His beautiful, intimate, lucid, emotional goodbye to the stage inside the Teatro Español, where he recited a text by Louis Aragon, only confirmed the depth of a man who willingly shunned superfluous pomp and episodic celebrations. There he stood, alone with nothing more than his words, his ideology and a beautiful demonstration of his love of theater.

We have learned much from people like him, and we will continue to learn. His lessons are both artistic and human, and while the former are great lessons indeed, even greater are the lessons of an honest man who was always true to himself.

Mario Gas is an actor and theater director.

"I am very happy to present a text that is so deeply involved with so many issues that are vital to human beings, like death, suicide, disappointment, failure, and other things that have moved me... Probably, without a text like this, I wouldn't have retired," he told EL PAÍS.

Great words were never belittled in Guillén's mouth, and that made him an exceptional actor. But at age 75 he was tired, as he readily admitted. Like a true gentleman, Guillén always played down his own importance, yet he was always more than a mere performer of classic plays.

He joined the college theater troupe, Teatro Español Universitario (TEU), when he began studying law at Madrid University, a decision that would change the course of his life. The TEU, which trained some of Spain's greatest actors, put him on the stage to perform modern classics such as Miguel Mihura's absurd comedy Tres sombreros de copa or Alfonso Sastre's Death Squad.

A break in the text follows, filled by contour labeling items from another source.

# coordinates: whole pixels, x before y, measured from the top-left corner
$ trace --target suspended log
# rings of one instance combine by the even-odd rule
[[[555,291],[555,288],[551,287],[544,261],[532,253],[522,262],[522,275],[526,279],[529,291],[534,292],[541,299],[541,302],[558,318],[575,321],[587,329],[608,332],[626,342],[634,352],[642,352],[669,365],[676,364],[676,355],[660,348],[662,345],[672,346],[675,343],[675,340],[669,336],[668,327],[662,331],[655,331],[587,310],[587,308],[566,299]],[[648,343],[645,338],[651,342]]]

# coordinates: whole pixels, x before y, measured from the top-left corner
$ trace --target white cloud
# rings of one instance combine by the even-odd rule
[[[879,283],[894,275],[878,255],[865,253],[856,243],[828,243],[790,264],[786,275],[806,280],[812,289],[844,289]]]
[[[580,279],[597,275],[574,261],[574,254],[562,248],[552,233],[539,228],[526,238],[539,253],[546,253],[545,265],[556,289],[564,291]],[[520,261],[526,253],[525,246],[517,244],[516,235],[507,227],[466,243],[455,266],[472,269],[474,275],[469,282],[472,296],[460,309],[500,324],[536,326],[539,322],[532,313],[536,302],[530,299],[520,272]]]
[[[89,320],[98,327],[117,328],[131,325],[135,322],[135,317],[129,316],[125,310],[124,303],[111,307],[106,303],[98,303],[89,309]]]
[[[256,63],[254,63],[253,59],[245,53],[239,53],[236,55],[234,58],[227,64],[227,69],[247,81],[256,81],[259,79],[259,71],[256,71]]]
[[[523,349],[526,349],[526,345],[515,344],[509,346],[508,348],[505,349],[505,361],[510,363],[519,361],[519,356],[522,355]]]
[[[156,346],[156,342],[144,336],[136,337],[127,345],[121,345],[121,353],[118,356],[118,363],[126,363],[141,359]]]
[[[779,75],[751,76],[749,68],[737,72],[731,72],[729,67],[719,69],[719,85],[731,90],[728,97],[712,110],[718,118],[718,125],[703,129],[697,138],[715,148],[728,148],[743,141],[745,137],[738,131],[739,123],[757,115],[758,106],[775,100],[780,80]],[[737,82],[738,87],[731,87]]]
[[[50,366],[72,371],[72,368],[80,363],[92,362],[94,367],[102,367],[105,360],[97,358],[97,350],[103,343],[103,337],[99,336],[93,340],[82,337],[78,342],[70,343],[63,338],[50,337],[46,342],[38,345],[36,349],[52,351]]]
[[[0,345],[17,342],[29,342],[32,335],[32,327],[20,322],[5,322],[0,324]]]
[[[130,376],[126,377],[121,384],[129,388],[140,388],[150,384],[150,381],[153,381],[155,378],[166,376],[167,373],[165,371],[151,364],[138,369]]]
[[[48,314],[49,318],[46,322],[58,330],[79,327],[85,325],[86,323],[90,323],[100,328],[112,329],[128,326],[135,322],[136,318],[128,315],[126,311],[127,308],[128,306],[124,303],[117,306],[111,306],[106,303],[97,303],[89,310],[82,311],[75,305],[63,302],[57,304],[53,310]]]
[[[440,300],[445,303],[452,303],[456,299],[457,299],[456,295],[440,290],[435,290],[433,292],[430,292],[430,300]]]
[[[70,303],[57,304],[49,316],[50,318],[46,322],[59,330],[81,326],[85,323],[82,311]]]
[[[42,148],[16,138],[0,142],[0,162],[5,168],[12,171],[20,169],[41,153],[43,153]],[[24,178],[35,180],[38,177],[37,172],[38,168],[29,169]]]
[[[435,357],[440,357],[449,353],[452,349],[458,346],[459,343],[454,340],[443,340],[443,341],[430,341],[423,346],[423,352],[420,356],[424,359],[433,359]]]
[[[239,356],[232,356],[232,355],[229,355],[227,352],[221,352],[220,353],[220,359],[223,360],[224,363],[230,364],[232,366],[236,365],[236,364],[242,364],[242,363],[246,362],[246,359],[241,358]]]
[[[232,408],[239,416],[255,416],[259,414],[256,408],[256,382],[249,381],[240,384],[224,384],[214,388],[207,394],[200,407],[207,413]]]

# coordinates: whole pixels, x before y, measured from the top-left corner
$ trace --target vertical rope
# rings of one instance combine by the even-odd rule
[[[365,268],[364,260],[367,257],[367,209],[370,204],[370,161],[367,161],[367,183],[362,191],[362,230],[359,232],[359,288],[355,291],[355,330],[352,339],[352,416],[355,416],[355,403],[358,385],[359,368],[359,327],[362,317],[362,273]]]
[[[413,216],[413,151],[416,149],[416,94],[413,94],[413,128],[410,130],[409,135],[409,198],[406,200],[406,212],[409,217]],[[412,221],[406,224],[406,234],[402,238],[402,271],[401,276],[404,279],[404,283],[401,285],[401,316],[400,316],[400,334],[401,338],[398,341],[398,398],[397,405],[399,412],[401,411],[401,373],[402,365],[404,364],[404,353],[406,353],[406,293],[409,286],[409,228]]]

Guillén was a pioneer in the modernization of Spanish theater. He actively contributed to the opening up of culture under the Franco dictatorship in the late 1960s, when he and his wife, the actress Gemma Cuervo, premiered work by the likes of Albert Camus, Jean-Paul Sartre, Edward Albee and Harold Pinter.

His long partnership with playwright, director and actor Adolfo Marsillach resulted in Spanish versions of Julien Green's L'ennemi, George Bernard Shaw's Pygmalion, Arthur Miller's After the Fall and Albert Camus' The Misunderstanding, the work that Guillén considered one of the pinnacles of his own career. Coincidentally, the play will return to the CND National Drama Center thanks to the efforts of Guillén's daughter, the actress and TV presenter Cayetana Guillén Cuervo.

Guillén's face became well-known thanks to his work in some of the best-known Spanish movies in recent history. He had roles in Pedro Almodóvar's All About my Mother, Law of Desire and Women on the Verge of a Nervous Breakdown. He also worked with Carlos Saura on The Dark Night and collaborated with other major Spanish directors. All of these movies were improved by his restrained, upright presence and wonderful voice.

"He was a superb actor who came from the kind of theater that I so enjoy making movies with," said filmmaker Gonzalo Suárez. "I will miss him as a friend and as an extraordinary person, and given my devilish dialogues, also as an actor with the ability to deliver them."

Guillén used to say that to be happy all he needed was a book, his dog and the sun. The long illness that gradually took his life deprived him of everything except the one thing he was most attached to, his family. His three children -- Fernando and Cayetana, both actors, and Natalia, a lawyer -- were with him until the end, as was his wife Gemma Cuervo, who returned to his side after years of separation to accompany him during his last days.